Operators raising concerns 

Understandably, the operators would prefer for regulators not to set aside spectrum for the use of private networks. After all, every enterprise that builds its own network is one less potential operator customer. The GSMA argues that allocating spectrum to enterprises creates spectrum scarcity and drive up prices that, in turn, will make 5G coverage patchier and reduce available speeds across public networks. All of this, the GSMA adds, will impact 5G uptake overall.

The reality is, however, that perfect mobile broadband service does not exist today, despite mobile operators having a monopoly on spectrum usage for such a long time. Mobile coverage is patchy in certain areas of all countries. Network speeds are always impacted by overall congestion and prices paid for spectrum have been in decline since the eye-watering rates paid for 3G spectrum at the turn of the millennium.

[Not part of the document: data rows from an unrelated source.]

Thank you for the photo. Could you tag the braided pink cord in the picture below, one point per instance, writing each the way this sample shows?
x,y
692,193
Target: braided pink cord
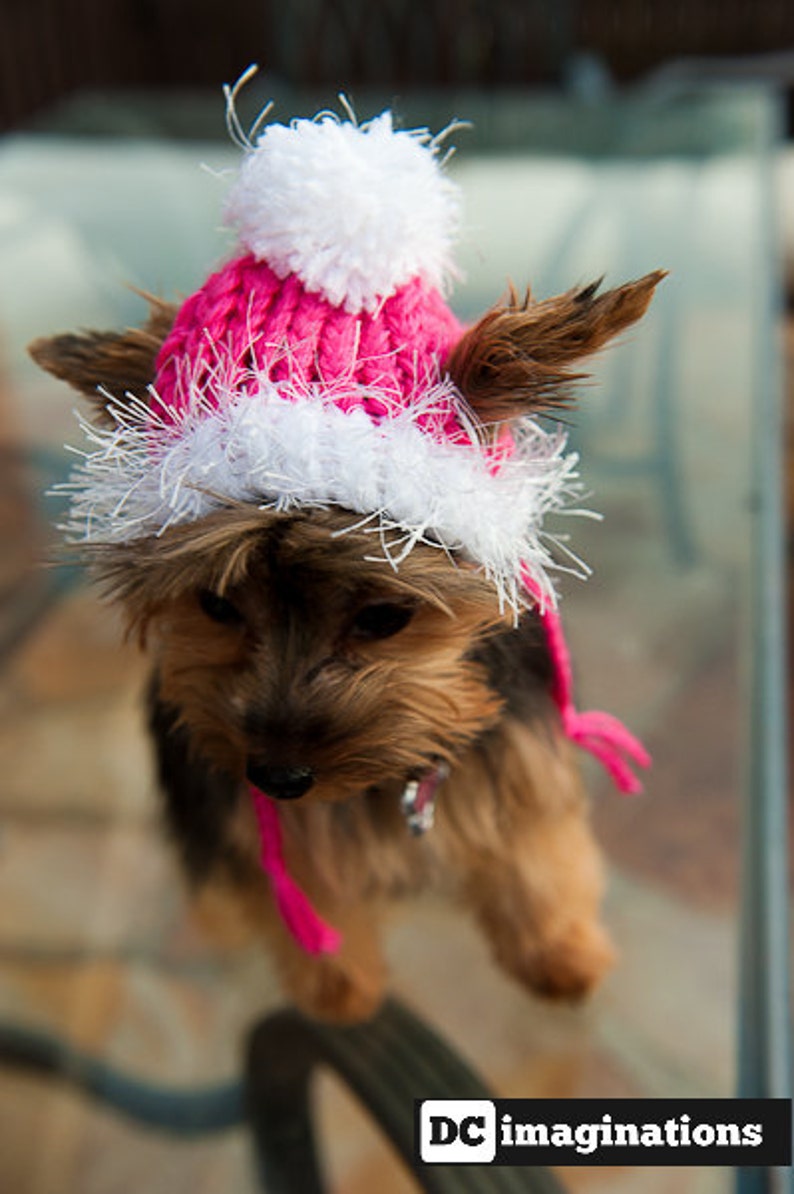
x,y
604,737
308,929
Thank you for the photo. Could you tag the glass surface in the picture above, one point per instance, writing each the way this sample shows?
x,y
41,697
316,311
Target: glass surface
x,y
96,936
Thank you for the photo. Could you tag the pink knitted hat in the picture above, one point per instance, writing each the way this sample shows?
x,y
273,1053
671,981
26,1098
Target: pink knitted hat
x,y
309,370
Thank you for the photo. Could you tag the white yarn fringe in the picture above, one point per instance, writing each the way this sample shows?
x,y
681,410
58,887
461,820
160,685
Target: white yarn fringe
x,y
289,447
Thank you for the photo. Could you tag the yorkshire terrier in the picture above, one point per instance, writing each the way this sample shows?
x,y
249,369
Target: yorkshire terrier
x,y
352,687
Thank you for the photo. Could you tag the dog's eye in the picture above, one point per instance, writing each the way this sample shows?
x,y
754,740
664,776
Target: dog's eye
x,y
219,608
381,620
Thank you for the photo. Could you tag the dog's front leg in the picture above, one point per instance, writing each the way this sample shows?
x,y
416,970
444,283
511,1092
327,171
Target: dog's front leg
x,y
534,876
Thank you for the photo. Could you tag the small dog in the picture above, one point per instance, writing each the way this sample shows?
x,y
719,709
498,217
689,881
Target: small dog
x,y
350,693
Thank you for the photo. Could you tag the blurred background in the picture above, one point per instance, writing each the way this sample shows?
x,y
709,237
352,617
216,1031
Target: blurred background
x,y
608,137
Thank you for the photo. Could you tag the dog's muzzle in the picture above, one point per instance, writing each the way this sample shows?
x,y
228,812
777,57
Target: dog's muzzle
x,y
281,782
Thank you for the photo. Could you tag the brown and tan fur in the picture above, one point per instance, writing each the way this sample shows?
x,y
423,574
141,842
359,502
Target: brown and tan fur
x,y
265,654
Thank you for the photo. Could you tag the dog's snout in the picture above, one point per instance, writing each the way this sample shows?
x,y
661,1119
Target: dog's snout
x,y
281,782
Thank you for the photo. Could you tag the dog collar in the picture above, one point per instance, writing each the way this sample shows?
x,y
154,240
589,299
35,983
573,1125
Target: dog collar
x,y
418,800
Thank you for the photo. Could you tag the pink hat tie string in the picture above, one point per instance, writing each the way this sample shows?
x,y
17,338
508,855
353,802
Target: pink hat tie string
x,y
599,733
308,929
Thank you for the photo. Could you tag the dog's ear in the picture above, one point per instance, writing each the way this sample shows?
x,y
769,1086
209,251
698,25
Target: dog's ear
x,y
517,358
118,363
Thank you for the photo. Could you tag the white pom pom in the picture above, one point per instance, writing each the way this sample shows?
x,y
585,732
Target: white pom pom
x,y
355,211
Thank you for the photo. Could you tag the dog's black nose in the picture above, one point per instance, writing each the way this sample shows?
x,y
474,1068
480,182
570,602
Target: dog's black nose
x,y
281,782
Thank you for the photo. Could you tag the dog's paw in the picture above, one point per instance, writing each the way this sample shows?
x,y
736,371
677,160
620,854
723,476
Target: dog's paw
x,y
568,967
331,990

5G brings healthy demand for private networks  

Competition for 5G spectrum is going to intensify for operators over the coming years. Regulators want to offer wider choice in terms of how mobile broadband connectivity is leveraged for new levels of efficiency and productivity. Private 5G networks, in time, will offer the low latency capabilities needed to automate robotic manufacturing, support remote surgery in hospitals, or even enable the commercial availability of autonomous vehicles. Mobile operators, too, will offer these capabilities, but they won’t be able to match the same levels of coverage and capacity allocation, network reliability or data security that they could achieve by building their own networks.